The company complements its core platform with consulting, implementation and managed services, assisting clients in sectors such as financial services, retail, manufacturing and telecommunications in designing data architectures, migrating workloads to cloud environments and embedding analytics into decision-making processes. Subscription-based licensing and cloud consumption models are central to its current commercial strategy, supporting more predictable recurring revenue streams while giving customers flexibility in how they deploy and scale the technology.

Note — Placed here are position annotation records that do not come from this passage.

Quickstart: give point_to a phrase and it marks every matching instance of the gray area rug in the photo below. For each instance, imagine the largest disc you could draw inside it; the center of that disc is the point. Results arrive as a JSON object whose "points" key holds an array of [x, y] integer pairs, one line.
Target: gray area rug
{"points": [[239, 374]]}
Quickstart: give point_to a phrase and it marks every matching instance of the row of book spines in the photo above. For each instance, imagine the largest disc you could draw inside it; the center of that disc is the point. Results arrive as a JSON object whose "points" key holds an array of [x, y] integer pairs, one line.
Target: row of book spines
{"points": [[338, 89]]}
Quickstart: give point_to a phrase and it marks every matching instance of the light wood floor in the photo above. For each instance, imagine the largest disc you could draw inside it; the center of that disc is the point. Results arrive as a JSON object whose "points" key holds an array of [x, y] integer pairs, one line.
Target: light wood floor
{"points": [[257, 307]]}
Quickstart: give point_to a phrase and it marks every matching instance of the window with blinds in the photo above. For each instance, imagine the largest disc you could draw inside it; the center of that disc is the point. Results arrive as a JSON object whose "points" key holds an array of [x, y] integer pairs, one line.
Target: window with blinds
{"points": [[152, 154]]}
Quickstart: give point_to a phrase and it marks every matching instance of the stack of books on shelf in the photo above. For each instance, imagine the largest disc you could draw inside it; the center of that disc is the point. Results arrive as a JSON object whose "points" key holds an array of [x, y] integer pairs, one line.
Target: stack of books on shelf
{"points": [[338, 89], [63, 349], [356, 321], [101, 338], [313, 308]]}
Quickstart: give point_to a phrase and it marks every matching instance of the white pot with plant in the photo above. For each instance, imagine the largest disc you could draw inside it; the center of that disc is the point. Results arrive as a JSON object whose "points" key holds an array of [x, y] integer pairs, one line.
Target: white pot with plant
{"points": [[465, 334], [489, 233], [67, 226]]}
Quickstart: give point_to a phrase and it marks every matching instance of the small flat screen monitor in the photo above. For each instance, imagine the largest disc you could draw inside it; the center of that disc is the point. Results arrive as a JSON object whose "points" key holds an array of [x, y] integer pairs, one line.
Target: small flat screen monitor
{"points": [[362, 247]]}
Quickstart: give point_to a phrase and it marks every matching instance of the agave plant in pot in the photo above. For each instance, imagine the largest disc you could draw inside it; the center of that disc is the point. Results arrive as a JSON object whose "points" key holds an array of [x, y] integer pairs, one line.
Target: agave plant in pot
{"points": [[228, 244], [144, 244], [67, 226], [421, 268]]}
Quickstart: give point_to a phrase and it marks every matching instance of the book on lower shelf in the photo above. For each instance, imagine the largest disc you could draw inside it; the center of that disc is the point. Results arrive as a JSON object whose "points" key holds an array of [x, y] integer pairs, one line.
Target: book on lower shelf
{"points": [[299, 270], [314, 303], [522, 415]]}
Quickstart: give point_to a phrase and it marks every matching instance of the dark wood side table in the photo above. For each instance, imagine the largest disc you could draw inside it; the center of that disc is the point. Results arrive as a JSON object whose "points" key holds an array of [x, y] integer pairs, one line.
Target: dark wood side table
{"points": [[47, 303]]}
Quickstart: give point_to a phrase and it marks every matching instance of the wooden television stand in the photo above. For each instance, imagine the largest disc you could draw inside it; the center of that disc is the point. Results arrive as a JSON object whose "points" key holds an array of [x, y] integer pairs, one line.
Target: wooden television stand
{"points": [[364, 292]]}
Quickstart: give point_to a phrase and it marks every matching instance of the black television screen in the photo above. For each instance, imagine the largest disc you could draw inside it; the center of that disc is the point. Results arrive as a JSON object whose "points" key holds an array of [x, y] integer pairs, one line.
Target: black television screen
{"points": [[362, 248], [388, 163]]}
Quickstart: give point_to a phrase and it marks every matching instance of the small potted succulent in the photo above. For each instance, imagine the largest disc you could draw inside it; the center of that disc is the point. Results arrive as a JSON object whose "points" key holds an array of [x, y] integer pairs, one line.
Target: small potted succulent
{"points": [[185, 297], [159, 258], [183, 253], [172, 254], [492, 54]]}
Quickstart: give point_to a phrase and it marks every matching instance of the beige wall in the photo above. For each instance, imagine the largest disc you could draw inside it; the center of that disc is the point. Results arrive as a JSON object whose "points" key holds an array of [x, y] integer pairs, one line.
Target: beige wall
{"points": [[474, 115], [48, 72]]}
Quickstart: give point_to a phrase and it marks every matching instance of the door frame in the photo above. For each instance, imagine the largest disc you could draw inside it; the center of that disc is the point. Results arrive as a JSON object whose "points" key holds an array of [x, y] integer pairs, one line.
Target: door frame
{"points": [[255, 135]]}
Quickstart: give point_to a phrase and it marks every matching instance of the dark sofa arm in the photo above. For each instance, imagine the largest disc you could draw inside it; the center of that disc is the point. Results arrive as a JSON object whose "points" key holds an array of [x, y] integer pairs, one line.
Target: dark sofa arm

Where the stock trades today
As of late June 2026, compiled quote data indicate that Teradata shares most recently closed in a band between approximately 32.85 and 34.26 US dollars on the NYSE, with the latest referenced closing level near the mid-33 dollar area on June 28, 2026. For the purposes of this article, the stock price can be described as trading around 33.50 US dollars on the NYSE as of 2026-06-28, acknowledging that intraday moves on June 29, 2026 may have shifted the precise mark by the time of publication.
Teradata at a glance
- Company: Teradata Corp
- ISIN: US88076W1036
- WKN: 897831
- Ticker: TDC
- Trading venue: NYSE
- Price (as of 2026-06-28, 16:00): 33.50 USD
- Market cap: approximately 3.5 billion USD (as of 2026-06-28)
- Sector / industry: Information Technology - Data & Analytics Software
- Index membership: Russell 2000 Value, Russell 2000 Value-Defensive segments
- Next earnings date: estimated 2026-08-04
This article was produced with AI assistance and editorially reviewed. Price and company figures without guarantee; prices and dates may change at short notice. No investment advice, no buy or sell recommendation. Stock-market transactions carry risks up to and including total loss.